Although Scarvie spends much of his time focused on the machine, he encourages dialogue with the users. “Sometimes they’ll get funny-looking data on their experiments and don’t ever think it might be the accelerator instead of their experimental setup,” he said. “Come to the control room. The operators may not be able to answer the questions, but we know immediately who to go to to get the right answer.”
His efforts are appreciated by users. “Tom’s availability, courtesy, pragmatism, and friendly approach are well known on the ALS floor,” said Carolyn Larabell, director of the National Center for X-Ray Tomography. “He’s always ready, when possible, to extend operation when a user comes to the control room asking for those additional hours that would allow them to complete a measurement.”
The sentiments were echoed by Fernando Sannibale, ALS deputy for accelerator operations. “Tom systematically optimizes operation activities by simplifying and minimizing as much as possible the workload on beamline scientists and users, while maintaining the rigorous attention required for a reliable and safe operation. This is a difficult balance to achieve, and Tom is really a master in this,” he said.
It’s also worth noting that the last twelve months have not exactly been business as usual for the ALS. “It is not an easy task to coordinate and shut down a facility like the ALS in a safe and secure manner, and remarkably to resume operations in such a short time” said Marc Allaire, head of the Berkeley Center for Structural Biology, noting last fall’s series of PG&E public safety power shutoffs. “And of course now we are going through the time of the shelter-in-place and COVID-19. I am still amazed how the ALS was able to resume operations with a very limited number of staff, enabling critical research to be done on COVID-19 to stop this pandemic,” Allaire said.

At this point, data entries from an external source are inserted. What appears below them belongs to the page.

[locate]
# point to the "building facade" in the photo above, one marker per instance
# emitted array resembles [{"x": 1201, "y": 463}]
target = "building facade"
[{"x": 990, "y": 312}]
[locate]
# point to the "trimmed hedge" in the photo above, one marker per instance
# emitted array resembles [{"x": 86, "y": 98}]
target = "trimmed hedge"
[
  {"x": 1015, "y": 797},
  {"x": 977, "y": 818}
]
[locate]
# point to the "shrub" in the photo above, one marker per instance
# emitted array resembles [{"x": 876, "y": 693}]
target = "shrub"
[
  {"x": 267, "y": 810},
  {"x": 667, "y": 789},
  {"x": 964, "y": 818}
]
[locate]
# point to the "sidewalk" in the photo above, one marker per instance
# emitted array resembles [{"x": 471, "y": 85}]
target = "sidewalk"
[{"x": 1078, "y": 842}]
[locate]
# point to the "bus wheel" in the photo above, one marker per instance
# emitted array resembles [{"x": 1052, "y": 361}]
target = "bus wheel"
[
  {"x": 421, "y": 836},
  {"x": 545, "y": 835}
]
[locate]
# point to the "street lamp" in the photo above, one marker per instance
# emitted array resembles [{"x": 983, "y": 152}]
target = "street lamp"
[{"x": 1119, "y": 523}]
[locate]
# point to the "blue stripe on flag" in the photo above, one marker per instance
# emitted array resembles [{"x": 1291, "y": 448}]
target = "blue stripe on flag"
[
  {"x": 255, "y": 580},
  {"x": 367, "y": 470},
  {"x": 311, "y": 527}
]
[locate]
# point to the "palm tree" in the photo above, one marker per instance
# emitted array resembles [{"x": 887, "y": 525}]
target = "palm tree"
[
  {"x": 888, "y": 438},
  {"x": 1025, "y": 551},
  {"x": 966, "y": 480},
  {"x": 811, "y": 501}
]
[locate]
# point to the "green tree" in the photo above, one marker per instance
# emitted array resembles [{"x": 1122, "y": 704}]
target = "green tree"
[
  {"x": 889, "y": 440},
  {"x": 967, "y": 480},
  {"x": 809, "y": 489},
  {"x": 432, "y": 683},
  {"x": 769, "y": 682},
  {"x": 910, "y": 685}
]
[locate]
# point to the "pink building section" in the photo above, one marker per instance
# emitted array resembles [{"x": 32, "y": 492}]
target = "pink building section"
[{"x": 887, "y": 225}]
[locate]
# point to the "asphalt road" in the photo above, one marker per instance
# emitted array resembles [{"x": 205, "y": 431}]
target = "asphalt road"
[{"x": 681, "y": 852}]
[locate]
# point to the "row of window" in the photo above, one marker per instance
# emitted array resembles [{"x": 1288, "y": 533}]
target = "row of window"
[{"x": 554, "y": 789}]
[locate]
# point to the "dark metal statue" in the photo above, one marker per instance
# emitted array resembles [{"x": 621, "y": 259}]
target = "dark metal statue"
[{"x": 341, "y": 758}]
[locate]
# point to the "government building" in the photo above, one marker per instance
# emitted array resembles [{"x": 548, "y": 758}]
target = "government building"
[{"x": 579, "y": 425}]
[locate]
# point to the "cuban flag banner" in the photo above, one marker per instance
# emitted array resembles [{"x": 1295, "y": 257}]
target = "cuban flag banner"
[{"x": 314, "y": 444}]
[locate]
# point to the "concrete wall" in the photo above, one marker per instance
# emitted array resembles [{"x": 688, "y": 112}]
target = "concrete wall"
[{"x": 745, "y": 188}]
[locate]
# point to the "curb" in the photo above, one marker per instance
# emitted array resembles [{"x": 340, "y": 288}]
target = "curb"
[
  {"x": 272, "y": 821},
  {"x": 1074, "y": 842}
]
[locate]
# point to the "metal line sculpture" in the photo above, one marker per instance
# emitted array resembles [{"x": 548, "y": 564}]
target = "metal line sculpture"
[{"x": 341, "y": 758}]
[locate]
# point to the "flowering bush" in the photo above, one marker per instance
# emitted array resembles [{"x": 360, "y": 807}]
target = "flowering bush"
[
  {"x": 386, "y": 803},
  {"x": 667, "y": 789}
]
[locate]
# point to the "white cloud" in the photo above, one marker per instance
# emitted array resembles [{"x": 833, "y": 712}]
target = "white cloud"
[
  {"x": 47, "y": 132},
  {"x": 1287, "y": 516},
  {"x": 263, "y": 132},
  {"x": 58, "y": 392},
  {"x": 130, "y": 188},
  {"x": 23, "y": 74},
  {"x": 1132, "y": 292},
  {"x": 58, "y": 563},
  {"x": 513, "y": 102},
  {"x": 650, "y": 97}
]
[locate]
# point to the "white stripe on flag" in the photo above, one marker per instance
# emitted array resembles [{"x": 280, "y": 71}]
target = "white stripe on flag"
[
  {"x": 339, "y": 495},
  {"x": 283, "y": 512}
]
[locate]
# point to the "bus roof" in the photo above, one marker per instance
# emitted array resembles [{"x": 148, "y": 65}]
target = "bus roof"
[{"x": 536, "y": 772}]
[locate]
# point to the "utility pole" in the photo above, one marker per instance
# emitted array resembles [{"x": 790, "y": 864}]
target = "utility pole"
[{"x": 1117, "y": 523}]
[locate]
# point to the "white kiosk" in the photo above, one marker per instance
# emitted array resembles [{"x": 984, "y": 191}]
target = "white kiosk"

Larabell agreed, noting that, “Under extraordinary and unprecedented conditions, Tom made sure ample beam was available for COVID-related experiments.”
“Not a month goes by where I’m not still kind of amazed that they give us the wheel of this amazing scientific instrument and trust us with keeping it working,” said Scarvie. When asked what a good day at the ALS looks like, he described two very different types of good days. “There’s a good day where everything is working perfectly and it’s very boring, and there’s a good day where something really complicated has failed and we need to fix it and collaborate to fix it,” he said. Let’s hope Scarvie has many more good days at the ALS, and that, for the users’ sake, they are mostly the boring type.
Tim Renner was a beamline scientist at the ALS whose battle with cancer cut short a career distinguished by a caring attitude and larger-than-life personality. This award recognizes the services of people across the ALS organization who have made outstanding contributions to the ALS user community.